Model #3 - Rotation Barriers

February 20, 2008 · No Comments

A few days ago I showed you how to model an energy profile for internal rotation. As part of that exercise, we tried (quickly) calculating a profile using AM1 and I said the results weren’t believable. I have also asked you to calculate some profiles using HF/3-21G. Are these more believable? Let’s see…

Truth = MP2/6-31G*

I have calculated energy profiles for internal rotation in 1,3-butadiene using 5 different tools: MMFF (a molecular mechanics force field), AM1 (semi-empirical QM), HF/3-21G and HF/6-31G (two versions of Hartree-Fock QM), and MP2/6-31G* (a post-Hartree-Fock QM tool). Of these, MP2 should give the most reliable results, so let’s just assume the results are reliable.

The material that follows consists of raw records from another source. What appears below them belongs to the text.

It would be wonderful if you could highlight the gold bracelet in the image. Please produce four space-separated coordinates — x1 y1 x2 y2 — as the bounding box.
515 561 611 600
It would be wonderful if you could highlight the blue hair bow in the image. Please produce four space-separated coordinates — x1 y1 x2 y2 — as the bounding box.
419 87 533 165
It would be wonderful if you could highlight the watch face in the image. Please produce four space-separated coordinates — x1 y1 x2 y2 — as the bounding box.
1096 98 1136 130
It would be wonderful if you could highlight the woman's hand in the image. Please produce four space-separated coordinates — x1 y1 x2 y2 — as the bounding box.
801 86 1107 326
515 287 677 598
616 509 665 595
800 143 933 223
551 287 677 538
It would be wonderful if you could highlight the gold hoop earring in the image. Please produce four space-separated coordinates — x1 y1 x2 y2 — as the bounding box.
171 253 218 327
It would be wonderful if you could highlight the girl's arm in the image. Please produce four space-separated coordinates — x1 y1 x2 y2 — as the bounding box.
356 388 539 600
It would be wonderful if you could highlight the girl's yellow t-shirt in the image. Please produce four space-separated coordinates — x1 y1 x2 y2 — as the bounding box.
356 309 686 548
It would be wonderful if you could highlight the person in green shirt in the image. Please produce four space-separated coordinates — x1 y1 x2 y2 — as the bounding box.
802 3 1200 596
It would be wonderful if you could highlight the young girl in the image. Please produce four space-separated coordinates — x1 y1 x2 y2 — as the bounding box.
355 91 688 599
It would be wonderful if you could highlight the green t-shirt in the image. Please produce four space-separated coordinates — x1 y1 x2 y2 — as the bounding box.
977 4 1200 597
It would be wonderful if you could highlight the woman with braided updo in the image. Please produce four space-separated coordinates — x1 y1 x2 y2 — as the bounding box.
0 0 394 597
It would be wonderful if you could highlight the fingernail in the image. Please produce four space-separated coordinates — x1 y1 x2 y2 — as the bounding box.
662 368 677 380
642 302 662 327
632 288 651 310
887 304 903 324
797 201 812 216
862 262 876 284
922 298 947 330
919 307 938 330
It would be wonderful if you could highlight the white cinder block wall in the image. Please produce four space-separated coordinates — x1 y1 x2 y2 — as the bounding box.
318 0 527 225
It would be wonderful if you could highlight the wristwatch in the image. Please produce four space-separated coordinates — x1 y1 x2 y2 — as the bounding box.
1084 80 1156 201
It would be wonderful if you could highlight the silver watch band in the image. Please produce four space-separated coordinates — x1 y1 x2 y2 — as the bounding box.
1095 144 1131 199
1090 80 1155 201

E relative (kcal/mol) vs. CCCC dihedral angle (o) for MMFF, AM1, & MP2

Energy profiles

MMFF energies are pretty good. AM1 are not. The AM1 curve is in the right ballpark, but all kinds of important details are incorrect: no skewed minimum, no cis (eclipsed) maximum, trans → skew barrier much too small.

E relative (kcal/mol) vs. CCCC dihedral angle (o) for HF/3-21G, HF/6-31G* & MP2

Energy profiles

The 3 models agree very closely. The agreement is especially good at large angles (180 > dihedral > 120), then subtle disagreements (error ~0.3 kcal/mol) appear.

The behavior of both Hartree-Fock models is very reassuring, but I have a sad fact to relate: the reliability of any approximate tool (and HF is definitely an approximation) varies from one molecule to the next. What works out so well for 1,3-butadiene, might or might not work for acrolein.